Tips and Tricks on World Photography Day
These days we’re all photographers. From professionals to hobbyists, right through to the majority of us who just like clicking away with our smart phones wherever we go. Photography is a global pursuit and not just today, World Photography Day.
It turns out that World Photography Day isn’t just a random date in the calendar. It actually commemorates the invention of the Daguerreotype which was the first commercially successful photograph imaging technology. It was very early stage photography, printed on a silvered copper plate and though we’ve come a long way since then are many of us actually taking better photos? We’re not entirely convinced so we asked our in-house expert and Director of Creative Services Kirk Moffatt, for some tips and tricks to help us level up our photography skills.
The problem with not paying for film and prints is that we all take photos of too many things. Stop for a moment and make sure your subject, landscape or environment is actually interesting and worth capturing.
Take some time to make sure your subject is in focus. This one is particularly important if you’re taking a portrait, there’s nothing worse than capturing a blurred special moment!
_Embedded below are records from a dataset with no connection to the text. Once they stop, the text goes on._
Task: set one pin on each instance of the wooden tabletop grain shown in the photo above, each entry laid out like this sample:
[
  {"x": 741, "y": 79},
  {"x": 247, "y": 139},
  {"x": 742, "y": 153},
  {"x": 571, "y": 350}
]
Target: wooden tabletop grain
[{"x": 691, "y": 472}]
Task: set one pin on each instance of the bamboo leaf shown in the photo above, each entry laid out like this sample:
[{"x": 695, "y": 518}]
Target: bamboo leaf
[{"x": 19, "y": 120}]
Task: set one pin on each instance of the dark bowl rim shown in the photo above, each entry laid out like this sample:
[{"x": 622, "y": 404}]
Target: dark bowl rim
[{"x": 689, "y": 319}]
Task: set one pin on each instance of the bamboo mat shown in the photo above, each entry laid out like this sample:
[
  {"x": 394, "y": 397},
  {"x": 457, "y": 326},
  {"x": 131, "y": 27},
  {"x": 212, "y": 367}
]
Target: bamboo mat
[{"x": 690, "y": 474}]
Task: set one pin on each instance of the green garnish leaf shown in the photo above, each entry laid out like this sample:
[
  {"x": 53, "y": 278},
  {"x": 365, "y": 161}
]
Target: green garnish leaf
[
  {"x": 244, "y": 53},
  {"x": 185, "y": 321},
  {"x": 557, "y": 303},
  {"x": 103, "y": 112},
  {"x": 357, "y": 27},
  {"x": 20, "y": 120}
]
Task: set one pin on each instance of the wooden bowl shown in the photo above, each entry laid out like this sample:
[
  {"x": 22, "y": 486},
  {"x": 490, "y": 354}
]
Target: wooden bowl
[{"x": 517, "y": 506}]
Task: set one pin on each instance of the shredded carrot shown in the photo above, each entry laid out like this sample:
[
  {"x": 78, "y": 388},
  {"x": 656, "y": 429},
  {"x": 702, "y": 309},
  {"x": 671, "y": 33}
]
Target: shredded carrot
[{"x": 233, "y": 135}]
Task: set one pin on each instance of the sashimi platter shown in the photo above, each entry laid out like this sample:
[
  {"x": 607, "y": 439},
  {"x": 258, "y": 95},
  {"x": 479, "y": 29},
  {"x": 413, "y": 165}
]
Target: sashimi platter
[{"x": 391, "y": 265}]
Whether using ISO or flash, figure out whether you have the lighting right. Good lighting can make the difference between a decent image and a brilliant one so this one is worth getting right.
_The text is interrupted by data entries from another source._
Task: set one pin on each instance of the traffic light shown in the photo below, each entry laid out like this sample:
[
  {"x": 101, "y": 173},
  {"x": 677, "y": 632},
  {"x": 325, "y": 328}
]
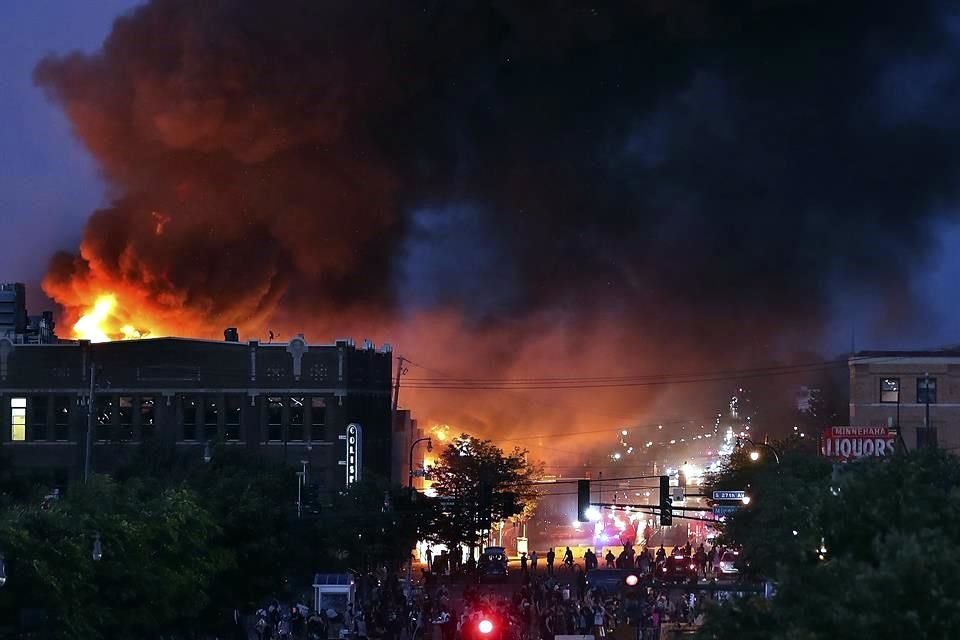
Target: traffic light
[
  {"x": 583, "y": 500},
  {"x": 666, "y": 505}
]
Camera shake is the worst in images or video so make use of a tripod or other steadying equipment to stabilise. Using a shutter speed that is appropriate for your lens’ focal length also helps.
If you’re hitting all the basic tips, now turn your attention to a bit of learning. Spend time figuring out aperture, shutter speed, ISO (exposure triangle) and white balance. With every extra piece of education, you’ll find your images improve.
As you take more photos, you’ll start to pick out the compositional techniques that come in handy. From symmetry to framing, leading lines, to simple backgrounds, depth, scale, and low horizons, the list is long. Start with the rule of thirds – place the subject in the left or right third of an image, leaving the other two thirds more open. You’ll immediately see the difference!
Most of us have a smart phone which is capable of taking great shots on the fly but if you’re keen to do more, invest in a decent DSLR with a high MP and a couple of quality lenses. Add to this a good tripod and you’ll take your photography to the next level.
Edit and save
I’d suggest shooting your images in RAW format so that you have flexibility at the editing stage. Invest in some good software for editing (I like Adobe Lightroom) and makes sure you back everything up. Keep two copies on separate media, either on hard disks or on Cloud-based storage.
Voila! Now that you have all the tricks, go forth and photograph!